BRASIL – OABRJ levará absolvição de policiais na morte de João Pedro ao STF em busca de justiça e repudia decisão que absolveu sumariamente.
João Pedro, com apenas 14 anos na época, foi atingido por um tiro nas costas dentro da casa de um tio durante uma operação conjunta da Polícia Federal e da Polícia Civil fluminense na comunidade do Salgueiro, em São Gonçalo, região metropolitana do Rio. A Comissão de Direitos Humanos e Assistência Judiciária (CDHAJ) da OABRJ criticou a decisão da 4ª Vara Criminal de São Gonçalo que absolveu os três policiais acusados da morte de João Pedro.

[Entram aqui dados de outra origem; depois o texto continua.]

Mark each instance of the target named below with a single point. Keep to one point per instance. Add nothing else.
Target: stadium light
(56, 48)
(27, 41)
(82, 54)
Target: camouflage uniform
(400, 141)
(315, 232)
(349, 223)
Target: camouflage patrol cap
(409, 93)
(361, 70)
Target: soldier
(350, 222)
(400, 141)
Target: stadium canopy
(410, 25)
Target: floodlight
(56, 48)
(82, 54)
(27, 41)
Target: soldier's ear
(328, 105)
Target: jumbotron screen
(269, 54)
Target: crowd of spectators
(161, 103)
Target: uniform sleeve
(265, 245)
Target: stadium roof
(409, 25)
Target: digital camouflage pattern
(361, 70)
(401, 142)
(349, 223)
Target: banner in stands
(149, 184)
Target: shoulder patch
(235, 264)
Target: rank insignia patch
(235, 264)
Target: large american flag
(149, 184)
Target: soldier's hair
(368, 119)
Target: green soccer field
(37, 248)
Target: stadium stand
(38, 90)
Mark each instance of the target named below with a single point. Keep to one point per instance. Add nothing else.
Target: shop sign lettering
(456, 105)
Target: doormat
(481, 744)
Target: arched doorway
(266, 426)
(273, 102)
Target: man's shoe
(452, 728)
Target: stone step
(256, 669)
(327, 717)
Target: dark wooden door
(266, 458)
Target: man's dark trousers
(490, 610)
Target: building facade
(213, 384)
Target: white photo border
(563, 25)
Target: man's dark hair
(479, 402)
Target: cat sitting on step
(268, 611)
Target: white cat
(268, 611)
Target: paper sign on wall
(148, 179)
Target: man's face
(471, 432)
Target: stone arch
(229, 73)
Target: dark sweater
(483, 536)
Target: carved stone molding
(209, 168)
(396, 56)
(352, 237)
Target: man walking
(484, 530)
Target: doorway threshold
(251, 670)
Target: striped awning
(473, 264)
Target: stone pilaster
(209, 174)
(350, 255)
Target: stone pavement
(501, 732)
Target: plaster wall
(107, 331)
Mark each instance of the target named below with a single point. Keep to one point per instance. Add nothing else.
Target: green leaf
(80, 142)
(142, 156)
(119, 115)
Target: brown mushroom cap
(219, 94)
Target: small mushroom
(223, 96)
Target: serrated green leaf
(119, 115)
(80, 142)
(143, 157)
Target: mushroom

A OABRJ afirmou que solicitará a revisão da sentença pelo Tribunal de Justiça do Estado do Rio de Janeiro, enfatizando a extrema gravidade do caso e a necessidade de evitar a impunidade, algo recorrente nos casos de letalidade policial no Brasil. Além disso, a instituição informou que levará a decisão ao conhecimento do ministro do Supremo Tribunal Federal, Edson Fachin, responsável pela relatoria da ADPF 635 (ADPF das Favelas).
A nota também destacou a importância de apoiar a família de João Pedro em sua luta por justiça e em manter viva a memória do jovem, transformando essa batalha em uma causa coletiva contra a violência policial e a desumanização perpetrada pelas forças de segurança no Rio de Janeiro. Mais de um terço das mortes violentas no estado decorrem de intervenção policial, sendo que mais de 72% das vítimas de armas de fogo são pessoas negras.
Os parentes de João Pedro protestaram em frente ao Tribunal de Justiça contra a decisão que absolveu sumariamente os policiais envolvidos. A família esperava que o caso fosse levado a júri popular e expressou sua indignação com a sentença. A Anistia Internacional também criticou a decisão, ressaltando que ela reforça a percepção de impunidade em casos de mortes resultantes de ações policiais em comunidades carentes.
A magistrada responsável pela absolvição dos policiais alegou que os agentes agiram em legítima defesa ao analisar as provas e depoimentos. No entanto, a decisão tem gerado controvérsias e levantado questionamentos sobre a atuação policial em áreas periféricas. A OABRJ segue firme em sua busca por justiça e responsabilização dos envolvidos nesse triste episódio.